Donald Gainsborough brings a seasoned, strategic perspective to the intersection of policy and innovation. As the head of Government Curated, he has spent his career navigating the complex landscape of legislation and public service, focusing on how technology can serve the many rather than the few. Today, he shares his insights on a groundbreaking shift in civic technology: the use of artificial intelligence to bridge language gaps in government services. By analyzing the rigorous framework developed by the Minnesota Department of Human Services, Gainsborough provides a roadmap for how state and local leaders can move beyond the hype of large language models to deliver essential services—from emergency alerts to public assistance—with greater speed, cultural accuracy, and empathy for the diverse populations they serve.
When a state agency is looking at its vast library of public materials, how should leadership determine which specific resources truly warrant the integration of AI-enabled translation rather than sticking with traditional human-only workflows?

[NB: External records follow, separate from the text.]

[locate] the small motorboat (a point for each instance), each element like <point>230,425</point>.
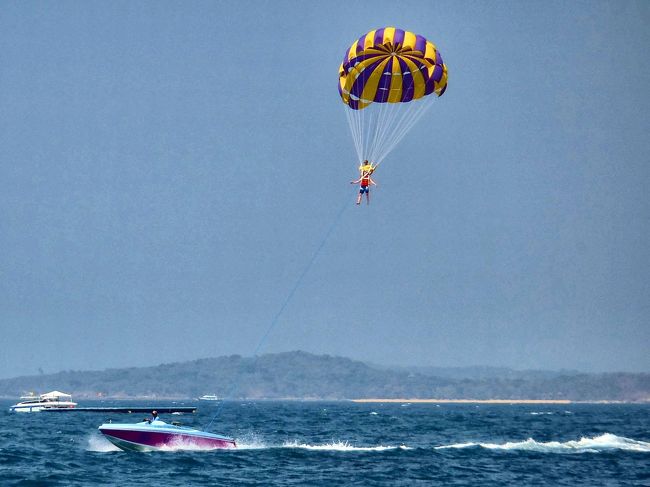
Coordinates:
<point>209,397</point>
<point>158,435</point>
<point>52,400</point>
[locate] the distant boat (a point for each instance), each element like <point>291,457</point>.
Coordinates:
<point>209,397</point>
<point>51,400</point>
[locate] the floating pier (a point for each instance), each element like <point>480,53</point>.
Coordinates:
<point>126,409</point>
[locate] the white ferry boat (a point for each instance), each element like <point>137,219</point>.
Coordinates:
<point>51,400</point>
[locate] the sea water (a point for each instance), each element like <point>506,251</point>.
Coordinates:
<point>343,443</point>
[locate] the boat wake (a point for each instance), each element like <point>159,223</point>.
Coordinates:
<point>604,442</point>
<point>341,446</point>
<point>100,444</point>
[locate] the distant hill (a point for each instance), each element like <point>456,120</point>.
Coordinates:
<point>303,375</point>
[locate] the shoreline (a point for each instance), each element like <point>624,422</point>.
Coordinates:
<point>471,401</point>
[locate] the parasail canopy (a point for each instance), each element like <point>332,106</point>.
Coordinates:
<point>387,80</point>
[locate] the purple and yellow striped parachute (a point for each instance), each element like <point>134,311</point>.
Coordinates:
<point>390,65</point>
<point>387,81</point>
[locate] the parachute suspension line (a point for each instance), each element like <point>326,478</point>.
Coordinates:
<point>236,384</point>
<point>381,116</point>
<point>354,130</point>
<point>387,130</point>
<point>410,118</point>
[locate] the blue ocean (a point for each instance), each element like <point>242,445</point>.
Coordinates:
<point>343,443</point>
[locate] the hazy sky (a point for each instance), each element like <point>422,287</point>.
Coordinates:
<point>168,169</point>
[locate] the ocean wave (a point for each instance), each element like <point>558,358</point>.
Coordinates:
<point>604,442</point>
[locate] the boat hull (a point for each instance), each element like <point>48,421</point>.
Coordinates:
<point>162,436</point>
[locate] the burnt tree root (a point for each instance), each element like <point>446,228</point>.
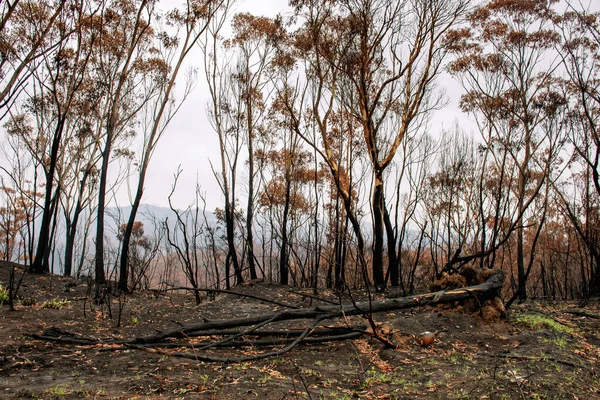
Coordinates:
<point>253,331</point>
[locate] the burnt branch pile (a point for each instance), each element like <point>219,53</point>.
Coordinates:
<point>267,335</point>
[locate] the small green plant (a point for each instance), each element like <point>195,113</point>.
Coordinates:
<point>559,342</point>
<point>58,391</point>
<point>375,377</point>
<point>56,304</point>
<point>3,295</point>
<point>28,301</point>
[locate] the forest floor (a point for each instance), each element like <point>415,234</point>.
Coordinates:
<point>542,350</point>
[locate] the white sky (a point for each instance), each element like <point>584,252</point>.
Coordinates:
<point>190,142</point>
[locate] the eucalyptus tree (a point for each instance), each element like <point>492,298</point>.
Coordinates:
<point>506,62</point>
<point>161,71</point>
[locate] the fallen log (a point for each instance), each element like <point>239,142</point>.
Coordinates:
<point>254,325</point>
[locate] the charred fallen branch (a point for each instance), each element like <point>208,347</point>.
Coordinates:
<point>253,330</point>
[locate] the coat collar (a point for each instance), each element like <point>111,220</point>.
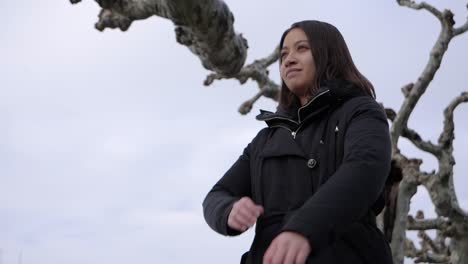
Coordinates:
<point>331,92</point>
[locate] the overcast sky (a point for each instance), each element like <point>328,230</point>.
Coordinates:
<point>109,141</point>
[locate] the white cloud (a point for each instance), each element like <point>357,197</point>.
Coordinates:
<point>109,141</point>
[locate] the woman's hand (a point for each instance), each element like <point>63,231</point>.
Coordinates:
<point>244,214</point>
<point>287,248</point>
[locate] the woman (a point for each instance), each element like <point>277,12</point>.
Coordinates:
<point>312,180</point>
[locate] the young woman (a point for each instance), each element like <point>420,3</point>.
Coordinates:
<point>312,180</point>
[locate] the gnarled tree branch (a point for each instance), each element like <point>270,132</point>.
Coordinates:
<point>205,27</point>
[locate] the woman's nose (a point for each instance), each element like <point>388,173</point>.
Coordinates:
<point>290,60</point>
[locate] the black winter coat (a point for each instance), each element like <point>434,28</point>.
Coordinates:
<point>320,173</point>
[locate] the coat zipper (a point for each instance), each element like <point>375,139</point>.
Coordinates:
<point>294,132</point>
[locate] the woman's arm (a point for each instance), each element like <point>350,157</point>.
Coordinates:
<point>350,192</point>
<point>227,193</point>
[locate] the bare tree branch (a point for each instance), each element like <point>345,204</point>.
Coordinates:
<point>432,258</point>
<point>447,135</point>
<point>205,27</point>
<point>258,72</point>
<point>422,5</point>
<point>436,223</point>
<point>463,28</point>
<point>415,138</point>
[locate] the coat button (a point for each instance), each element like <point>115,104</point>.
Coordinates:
<point>311,163</point>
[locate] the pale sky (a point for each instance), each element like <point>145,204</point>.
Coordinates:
<point>109,140</point>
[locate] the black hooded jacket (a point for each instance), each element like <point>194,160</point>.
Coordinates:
<point>319,172</point>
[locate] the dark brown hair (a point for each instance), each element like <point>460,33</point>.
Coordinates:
<point>332,61</point>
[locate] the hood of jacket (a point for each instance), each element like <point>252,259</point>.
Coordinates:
<point>331,94</point>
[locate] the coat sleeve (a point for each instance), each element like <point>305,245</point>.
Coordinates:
<point>235,184</point>
<point>350,192</point>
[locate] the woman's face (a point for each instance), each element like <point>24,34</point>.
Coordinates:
<point>297,63</point>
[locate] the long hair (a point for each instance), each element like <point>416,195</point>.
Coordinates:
<point>332,61</point>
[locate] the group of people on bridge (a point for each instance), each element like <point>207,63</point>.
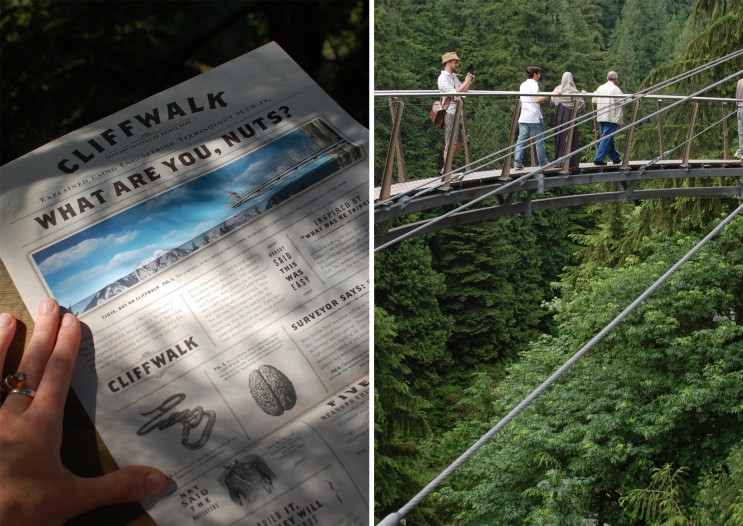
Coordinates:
<point>609,114</point>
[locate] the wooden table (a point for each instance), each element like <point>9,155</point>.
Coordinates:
<point>83,451</point>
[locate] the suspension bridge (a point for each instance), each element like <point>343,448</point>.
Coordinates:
<point>513,191</point>
<point>672,173</point>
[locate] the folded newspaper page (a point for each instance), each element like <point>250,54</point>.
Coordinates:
<point>213,240</point>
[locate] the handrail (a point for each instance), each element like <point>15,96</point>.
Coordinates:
<point>437,93</point>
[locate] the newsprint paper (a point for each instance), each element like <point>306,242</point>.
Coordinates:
<point>213,240</point>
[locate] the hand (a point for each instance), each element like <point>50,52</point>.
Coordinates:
<point>36,488</point>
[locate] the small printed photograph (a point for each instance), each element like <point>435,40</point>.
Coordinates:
<point>247,479</point>
<point>95,265</point>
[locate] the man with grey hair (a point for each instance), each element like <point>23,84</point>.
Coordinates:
<point>609,117</point>
<point>739,96</point>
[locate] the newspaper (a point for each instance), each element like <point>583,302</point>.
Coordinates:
<point>213,240</point>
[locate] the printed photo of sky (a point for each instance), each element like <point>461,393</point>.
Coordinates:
<point>90,260</point>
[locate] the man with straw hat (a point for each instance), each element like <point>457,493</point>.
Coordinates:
<point>449,83</point>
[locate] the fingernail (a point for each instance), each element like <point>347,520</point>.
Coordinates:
<point>155,483</point>
<point>46,306</point>
<point>5,320</point>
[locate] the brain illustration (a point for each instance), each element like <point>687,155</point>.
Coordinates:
<point>272,390</point>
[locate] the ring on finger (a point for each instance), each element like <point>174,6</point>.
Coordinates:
<point>13,381</point>
<point>23,390</point>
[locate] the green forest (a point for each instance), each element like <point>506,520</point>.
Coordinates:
<point>647,428</point>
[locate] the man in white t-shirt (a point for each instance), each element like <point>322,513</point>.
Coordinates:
<point>609,117</point>
<point>449,83</point>
<point>531,123</point>
<point>739,96</point>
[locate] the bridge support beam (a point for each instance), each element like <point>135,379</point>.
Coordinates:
<point>690,134</point>
<point>386,187</point>
<point>630,132</point>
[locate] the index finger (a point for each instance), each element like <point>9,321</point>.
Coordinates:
<point>55,382</point>
<point>7,331</point>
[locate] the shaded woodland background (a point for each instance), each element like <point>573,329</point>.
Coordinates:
<point>65,64</point>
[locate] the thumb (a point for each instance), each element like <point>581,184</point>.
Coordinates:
<point>128,484</point>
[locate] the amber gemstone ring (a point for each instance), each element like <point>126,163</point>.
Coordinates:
<point>16,383</point>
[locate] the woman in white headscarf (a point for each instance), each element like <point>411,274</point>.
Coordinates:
<point>563,114</point>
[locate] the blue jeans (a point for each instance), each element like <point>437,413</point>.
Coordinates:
<point>526,130</point>
<point>606,146</point>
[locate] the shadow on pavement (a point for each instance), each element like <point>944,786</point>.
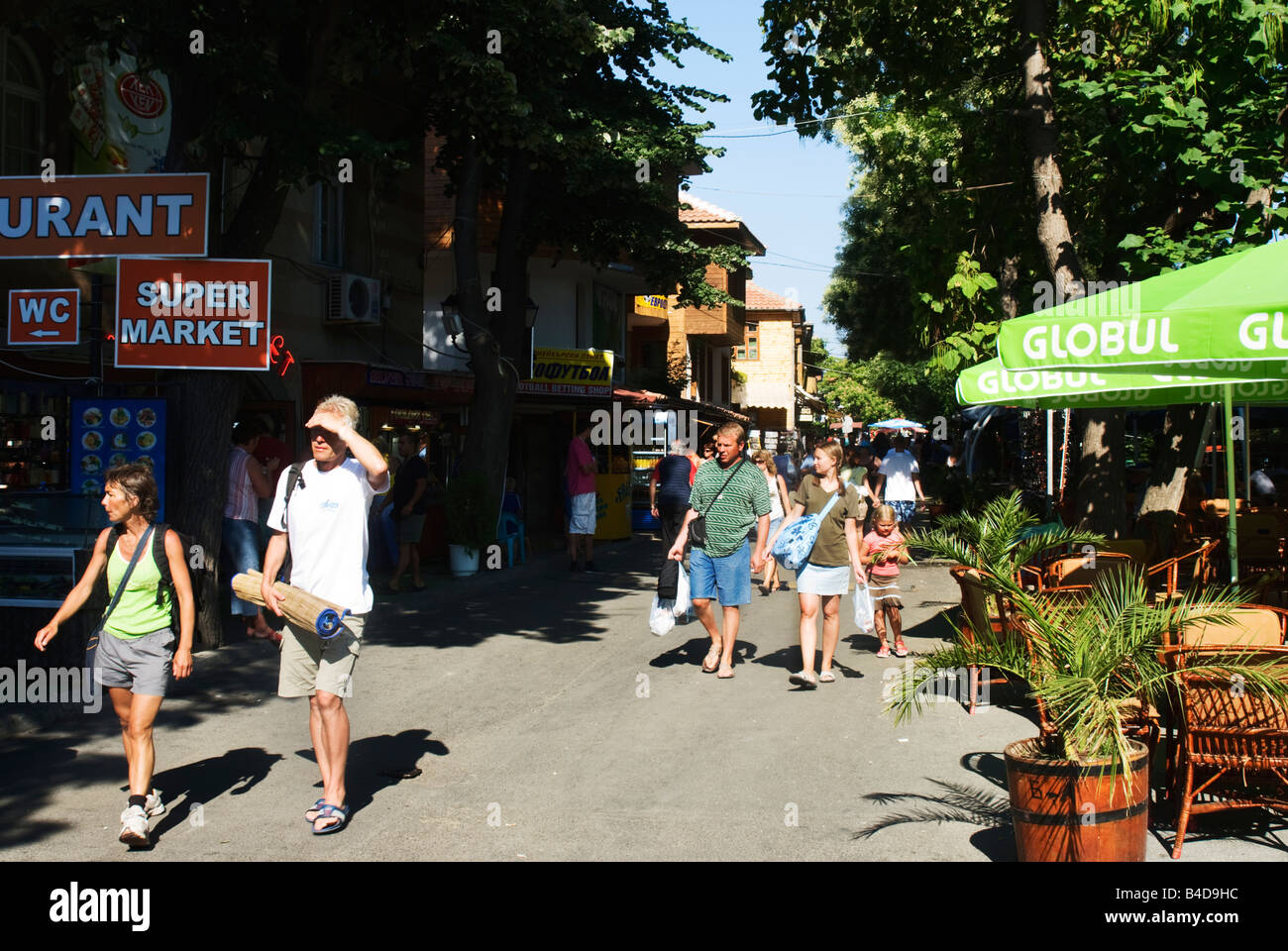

The decision-making process must be grounded in a rigorous assessment of both impact and necessity. In the civic tech world, we look at the scope and breadth of the work to see if traditional methods can realistically keep pace with the demand for accessibility. For instance, consider the Provider Hub in Minnesota, which serves as a vital platform for child care, mental health, and substance use disorder service providers to manage their professional licenses. Because the materials for this hub—including maintenance alerts, training modules, and newsletters—require updates and translations anywhere from 4 to 12 times a year, the sheer volume makes an LLM an appropriate tool to explore. We have to remember that supporting these providers with clear, timely information directly translates into better support for the residents seeking those critical services. It is about identifying those high-frequency touchpoints where a delay in translation could lead to a breakdown in essential community care.
Efficiency is a major driver for adopting new technology, but how do we quantify the actual impact that a hybrid human-AI translation model has on the day-to-day operations of a government office?
The numbers tell a compelling story of how we can reclaim time for staff to focus on higher-level tasks. When the Enterprise Translation Office was established in 2024, it was staffed with six multilingual experts who began leveraging ChatGPT to streamline their workflow for executive branch agencies. The results were immediate and tangible, with the time required for certain translations being cut effectively in half. For example, a project in Spanish or Somali that previously took two full hours of human labor can now be completed in just one hour, while Hmong translations have seen a reduction from four hours down to two. This isn’t just about saving minutes; it’s about the emotional relief of being able to respond to a community’s needs in real-time. By utilizing these tools for the initial heavy lifting, the staff can ensure that the “human touch” is applied where it matters most: in the final polish and cultural verification of the text.
Translation involves more than just a literal exchange of words; it requires a deep understanding of cultural nuance. How can agencies technically and linguistically prepare their content to ensure the AI output is actually useful?
Preparation is perhaps the most overlooked stage of the process, yet it is where the quality of the service is truly born. To avoid the robotic and often confusing literalisms that generic AI can produce, it is vital to distill English source material into plain, common language before it ever touches a large language model. We’ve found that by providing the LLM with prompts written in straightforward, jargon-free English, the resulting translations are much more direct and easier for the end user to digest. Additionally, we have to be strategic about what we choose not to translate; for example, proper names like the “Provider Hub” should remain consistent across all languages so that residents can recognize the resource regardless of their native tongue. It’s also a great opportunity to improve accessibility across the board, such as using the tools to generate accurate alt-text for graphics, ensuring that every resident, regardless of their visual or linguistic needs, receives the same high-quality information.
In an environment where a single mistranslation in an emergency or legal document can have serious consequences, why is a dedicated quality assurance plan the most vital component of this framework?
Quality assurance is the absolute heartbeat of this entire operation because it represents our commitment to the public’s trust. You cannot simply “set and forget” an AI tool when people’s livelihoods or health services are on the line. A robust plan involves repeated human reviews to ensure that the content is not only grammatically correct but also culturally appropriate and resonant. While this final review step takes additional time, it is an investment that pays dividends by drastically reducing the need for future revisions and preventing the confusion that leads to a flood of support requests. When a resident reads a translated document and understands it perfectly the first time, it validates their place in the community. That time spent on the back end doing quality assurance makes for a better translation, and ultimately, it ensures the end user feels seen and respected by their government.
What is your forecast for AI in civic technology?
I anticipate that within the next five years, we will see a shift where AI is no longer viewed as a standalone “special project” but becomes a standard, invisible layer of the government infrastructure that focuses heavily on personalization and hyper-localization. We will likely move beyond simple document translation and toward real-time, interactive government interfaces that can pivot between dozens of dialects and reading levels instantaneously. However, this progress will only be successful if it is paired with the kind of interdisciplinary frameworks we are seeing today, where the expertise of instructional designers and multilingual staff remains the guiding force. The future of civic tech isn’t just about faster processors or larger datasets; it’s about using those tools to create a more inclusive, responsive, and human-centric bureaucracy that truly speaks the language of every citizen.